Because apparently you still get the misty effect.


----------



## Lindy (20 May 2016)

Paulus said:


> i use the am1000 in (below  ) my tank


Are you happy with it? Have you had to change anything to make it better?


----------



## tim (20 May 2016)

You could use a diffuser running into a pre filter as lauris does 
http://www.ukaps.org/forum/threads/escape.40308/page-3
Something I will get round to trying eventually.


----------



## alkm (20 May 2016)

I'm with you on the misty look and I can confirm from experience that you do still get that effect with an in-line diffuser. 
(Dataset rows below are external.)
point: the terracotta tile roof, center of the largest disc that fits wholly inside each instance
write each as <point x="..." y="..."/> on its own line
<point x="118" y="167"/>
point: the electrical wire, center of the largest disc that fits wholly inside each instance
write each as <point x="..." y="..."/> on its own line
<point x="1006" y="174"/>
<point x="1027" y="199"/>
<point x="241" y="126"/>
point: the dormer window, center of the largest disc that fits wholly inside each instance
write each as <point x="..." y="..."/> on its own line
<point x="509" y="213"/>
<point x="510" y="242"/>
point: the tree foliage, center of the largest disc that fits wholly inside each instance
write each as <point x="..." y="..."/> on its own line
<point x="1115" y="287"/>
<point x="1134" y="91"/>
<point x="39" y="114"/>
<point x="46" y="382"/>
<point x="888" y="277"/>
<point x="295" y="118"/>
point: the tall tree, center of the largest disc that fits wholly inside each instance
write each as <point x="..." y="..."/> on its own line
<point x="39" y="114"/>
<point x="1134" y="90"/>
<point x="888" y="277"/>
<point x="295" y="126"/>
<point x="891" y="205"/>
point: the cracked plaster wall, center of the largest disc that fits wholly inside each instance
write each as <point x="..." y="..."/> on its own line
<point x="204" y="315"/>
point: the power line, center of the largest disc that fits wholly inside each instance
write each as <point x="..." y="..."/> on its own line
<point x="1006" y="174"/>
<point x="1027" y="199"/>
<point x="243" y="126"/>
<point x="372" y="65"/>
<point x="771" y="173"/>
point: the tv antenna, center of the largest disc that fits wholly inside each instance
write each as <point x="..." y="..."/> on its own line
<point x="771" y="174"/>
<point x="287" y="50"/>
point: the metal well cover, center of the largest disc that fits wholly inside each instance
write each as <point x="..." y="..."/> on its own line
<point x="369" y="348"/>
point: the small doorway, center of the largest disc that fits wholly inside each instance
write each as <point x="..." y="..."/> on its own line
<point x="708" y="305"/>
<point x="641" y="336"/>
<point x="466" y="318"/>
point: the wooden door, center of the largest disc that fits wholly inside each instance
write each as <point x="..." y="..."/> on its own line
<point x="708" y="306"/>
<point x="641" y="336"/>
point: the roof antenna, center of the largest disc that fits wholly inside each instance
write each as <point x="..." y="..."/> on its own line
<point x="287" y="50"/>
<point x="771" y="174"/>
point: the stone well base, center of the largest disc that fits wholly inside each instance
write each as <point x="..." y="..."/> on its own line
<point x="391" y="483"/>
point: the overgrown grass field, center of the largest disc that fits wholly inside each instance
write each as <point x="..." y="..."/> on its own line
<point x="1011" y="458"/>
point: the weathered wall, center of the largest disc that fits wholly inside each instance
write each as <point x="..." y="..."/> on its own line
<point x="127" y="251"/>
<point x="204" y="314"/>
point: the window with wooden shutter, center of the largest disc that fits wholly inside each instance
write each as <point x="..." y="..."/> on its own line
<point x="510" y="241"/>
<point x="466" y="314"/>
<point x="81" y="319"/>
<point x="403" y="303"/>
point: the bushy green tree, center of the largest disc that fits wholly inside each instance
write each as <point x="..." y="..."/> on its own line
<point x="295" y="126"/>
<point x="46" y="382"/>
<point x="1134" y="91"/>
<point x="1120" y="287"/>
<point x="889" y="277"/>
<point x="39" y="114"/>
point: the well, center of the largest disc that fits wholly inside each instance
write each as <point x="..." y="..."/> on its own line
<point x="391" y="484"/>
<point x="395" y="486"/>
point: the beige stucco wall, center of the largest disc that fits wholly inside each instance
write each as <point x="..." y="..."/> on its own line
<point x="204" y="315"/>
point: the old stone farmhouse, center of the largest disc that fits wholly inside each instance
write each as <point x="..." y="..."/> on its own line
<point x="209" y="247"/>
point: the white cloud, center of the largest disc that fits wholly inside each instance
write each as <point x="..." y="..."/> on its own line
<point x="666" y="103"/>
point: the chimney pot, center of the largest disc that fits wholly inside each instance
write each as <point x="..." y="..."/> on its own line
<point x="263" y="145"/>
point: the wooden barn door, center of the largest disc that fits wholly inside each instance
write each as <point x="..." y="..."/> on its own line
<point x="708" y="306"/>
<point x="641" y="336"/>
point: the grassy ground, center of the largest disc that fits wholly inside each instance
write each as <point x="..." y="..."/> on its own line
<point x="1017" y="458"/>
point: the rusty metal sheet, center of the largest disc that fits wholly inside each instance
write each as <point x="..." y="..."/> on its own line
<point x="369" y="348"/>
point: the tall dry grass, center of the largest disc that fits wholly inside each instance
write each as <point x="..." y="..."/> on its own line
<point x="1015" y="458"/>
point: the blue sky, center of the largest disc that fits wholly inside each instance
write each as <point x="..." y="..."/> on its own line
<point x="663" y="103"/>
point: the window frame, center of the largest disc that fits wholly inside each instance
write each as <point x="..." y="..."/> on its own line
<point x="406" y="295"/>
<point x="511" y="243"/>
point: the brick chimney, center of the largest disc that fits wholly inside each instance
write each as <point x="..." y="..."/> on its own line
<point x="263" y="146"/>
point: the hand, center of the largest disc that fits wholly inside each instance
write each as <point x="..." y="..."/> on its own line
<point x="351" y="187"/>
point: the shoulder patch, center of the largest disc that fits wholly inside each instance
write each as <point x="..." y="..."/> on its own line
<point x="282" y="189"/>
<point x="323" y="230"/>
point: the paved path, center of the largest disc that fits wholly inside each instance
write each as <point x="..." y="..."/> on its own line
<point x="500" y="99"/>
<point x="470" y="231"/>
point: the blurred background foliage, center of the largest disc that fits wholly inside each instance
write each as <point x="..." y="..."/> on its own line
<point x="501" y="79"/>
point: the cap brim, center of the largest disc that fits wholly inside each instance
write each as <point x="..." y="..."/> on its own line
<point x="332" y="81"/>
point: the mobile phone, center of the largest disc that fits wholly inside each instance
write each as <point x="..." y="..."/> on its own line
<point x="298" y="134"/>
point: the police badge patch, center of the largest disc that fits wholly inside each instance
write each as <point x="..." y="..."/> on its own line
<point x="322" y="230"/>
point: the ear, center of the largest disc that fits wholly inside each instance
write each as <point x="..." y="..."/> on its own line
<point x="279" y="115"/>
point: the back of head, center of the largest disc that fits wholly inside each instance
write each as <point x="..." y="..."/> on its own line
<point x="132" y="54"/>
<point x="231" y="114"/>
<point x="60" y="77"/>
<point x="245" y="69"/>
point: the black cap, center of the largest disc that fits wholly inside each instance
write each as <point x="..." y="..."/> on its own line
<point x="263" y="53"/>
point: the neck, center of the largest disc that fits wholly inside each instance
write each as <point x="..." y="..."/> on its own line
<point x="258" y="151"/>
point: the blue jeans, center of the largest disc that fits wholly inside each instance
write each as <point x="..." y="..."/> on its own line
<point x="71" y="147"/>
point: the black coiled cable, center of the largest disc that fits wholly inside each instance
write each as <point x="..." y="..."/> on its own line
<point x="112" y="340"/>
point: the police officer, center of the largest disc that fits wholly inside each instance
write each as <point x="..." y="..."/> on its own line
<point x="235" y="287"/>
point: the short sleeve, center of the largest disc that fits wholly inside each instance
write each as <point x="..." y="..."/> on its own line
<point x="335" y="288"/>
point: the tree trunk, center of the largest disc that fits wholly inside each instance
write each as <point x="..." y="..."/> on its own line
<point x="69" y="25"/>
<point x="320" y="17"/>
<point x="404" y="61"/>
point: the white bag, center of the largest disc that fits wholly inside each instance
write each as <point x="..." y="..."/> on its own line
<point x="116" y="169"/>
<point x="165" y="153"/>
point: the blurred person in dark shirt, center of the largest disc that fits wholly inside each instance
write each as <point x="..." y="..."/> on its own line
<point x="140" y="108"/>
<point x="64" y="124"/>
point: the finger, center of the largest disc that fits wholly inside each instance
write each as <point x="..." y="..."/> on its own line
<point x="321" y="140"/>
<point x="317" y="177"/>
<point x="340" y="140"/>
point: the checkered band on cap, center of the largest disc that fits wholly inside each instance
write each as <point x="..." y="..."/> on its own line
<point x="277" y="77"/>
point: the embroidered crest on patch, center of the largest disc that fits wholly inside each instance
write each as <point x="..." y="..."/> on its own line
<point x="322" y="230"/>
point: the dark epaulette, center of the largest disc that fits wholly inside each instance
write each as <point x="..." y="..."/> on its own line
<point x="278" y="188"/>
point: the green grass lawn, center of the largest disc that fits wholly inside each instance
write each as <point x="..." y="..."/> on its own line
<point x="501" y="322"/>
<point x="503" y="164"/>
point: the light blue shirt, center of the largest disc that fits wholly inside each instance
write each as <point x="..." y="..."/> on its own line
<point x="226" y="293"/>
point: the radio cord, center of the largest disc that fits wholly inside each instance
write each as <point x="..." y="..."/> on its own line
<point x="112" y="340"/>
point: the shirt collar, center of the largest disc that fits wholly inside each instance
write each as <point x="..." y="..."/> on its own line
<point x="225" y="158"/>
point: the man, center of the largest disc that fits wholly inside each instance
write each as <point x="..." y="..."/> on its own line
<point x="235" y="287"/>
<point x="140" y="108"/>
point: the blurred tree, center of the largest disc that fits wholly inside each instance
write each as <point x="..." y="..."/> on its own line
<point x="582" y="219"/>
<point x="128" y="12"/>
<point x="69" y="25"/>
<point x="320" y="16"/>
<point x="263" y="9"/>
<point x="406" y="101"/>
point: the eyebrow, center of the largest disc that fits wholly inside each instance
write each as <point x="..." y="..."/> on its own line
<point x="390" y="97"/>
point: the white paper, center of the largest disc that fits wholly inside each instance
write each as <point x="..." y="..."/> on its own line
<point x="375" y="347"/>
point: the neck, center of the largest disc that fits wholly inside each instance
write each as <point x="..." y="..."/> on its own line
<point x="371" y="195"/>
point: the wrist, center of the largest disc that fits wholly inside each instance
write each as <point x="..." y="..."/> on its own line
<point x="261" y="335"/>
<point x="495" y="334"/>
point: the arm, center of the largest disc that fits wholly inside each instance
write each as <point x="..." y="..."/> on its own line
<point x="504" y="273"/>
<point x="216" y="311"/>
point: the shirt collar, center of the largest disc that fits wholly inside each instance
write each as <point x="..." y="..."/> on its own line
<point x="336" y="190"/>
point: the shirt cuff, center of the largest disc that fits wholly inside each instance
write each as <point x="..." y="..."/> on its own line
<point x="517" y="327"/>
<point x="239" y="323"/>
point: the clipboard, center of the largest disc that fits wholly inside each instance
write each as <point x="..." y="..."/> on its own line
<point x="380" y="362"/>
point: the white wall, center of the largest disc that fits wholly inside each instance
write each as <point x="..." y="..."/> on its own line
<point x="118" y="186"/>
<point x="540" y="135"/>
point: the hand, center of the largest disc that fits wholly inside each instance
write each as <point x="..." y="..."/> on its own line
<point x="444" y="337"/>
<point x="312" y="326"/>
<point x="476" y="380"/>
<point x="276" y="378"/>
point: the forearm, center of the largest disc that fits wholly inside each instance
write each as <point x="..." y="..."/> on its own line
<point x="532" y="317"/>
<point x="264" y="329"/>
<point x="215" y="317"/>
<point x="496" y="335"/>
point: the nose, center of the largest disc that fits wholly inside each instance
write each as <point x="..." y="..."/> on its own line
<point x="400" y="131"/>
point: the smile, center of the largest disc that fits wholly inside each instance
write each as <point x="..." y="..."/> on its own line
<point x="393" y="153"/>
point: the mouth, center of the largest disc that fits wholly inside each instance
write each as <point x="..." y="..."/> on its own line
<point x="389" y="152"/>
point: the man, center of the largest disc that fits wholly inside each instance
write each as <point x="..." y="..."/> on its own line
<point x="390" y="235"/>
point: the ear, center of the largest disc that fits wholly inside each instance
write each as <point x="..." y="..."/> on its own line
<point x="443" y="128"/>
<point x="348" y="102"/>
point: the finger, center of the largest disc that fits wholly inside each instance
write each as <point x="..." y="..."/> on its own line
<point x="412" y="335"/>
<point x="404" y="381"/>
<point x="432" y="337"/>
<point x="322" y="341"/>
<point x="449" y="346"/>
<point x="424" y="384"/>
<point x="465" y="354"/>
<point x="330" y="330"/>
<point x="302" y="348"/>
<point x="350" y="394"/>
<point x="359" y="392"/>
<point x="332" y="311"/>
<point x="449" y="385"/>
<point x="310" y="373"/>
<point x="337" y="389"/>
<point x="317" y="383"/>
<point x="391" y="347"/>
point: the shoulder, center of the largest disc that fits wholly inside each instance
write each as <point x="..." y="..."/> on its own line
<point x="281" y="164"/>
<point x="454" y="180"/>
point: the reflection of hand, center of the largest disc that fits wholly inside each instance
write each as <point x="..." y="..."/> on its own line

I found a solution using the Sera 1000 reactor (see picture below).  The reactor is noisy though and it will drive you mad unless you modify it, which is straight forward.  The noise is produced by the motion of two internal rotor blades but these can be easily removed (you open the reactor and they slide out) and then operation is silent.  I've filled the top and bottom sections of the reactor with bio balls of about 1 cm diameter - I split these in half so they would fit - to aid the the break up of gas as it enters the reactor.  I'm not sure if you even need the bio balls but if you buy one you can experiment with it.

I believe I'm getting excellent dissolution with this system and do not need to use an excessive amount of CO2 (between 4 - 5 bps) to get to an acceptable level in my 160 L tank.

Alex


----------



## Paulus (20 May 2016)

ldcgroomer said:


> Are you happy with it? Have you had to change anything to make it better?



I have used different types of CO2 diffusors. The "ADA" glass versions, DIY versions or the atomic versions:





With the atomic versions you get a misty cloud in the tank. Same with the glass versions.
I use a couple of years the AM 1000 now and it gave me the best results for plant grow and no mist in the tank.
The only adjustment i made was a simple tube on the air outlet so when its open to long the water will flow in the tube/bucket instead of the cabinet 

But for me (and a lot of other dutch people i know) the AM 1000 is the best to use without any problems.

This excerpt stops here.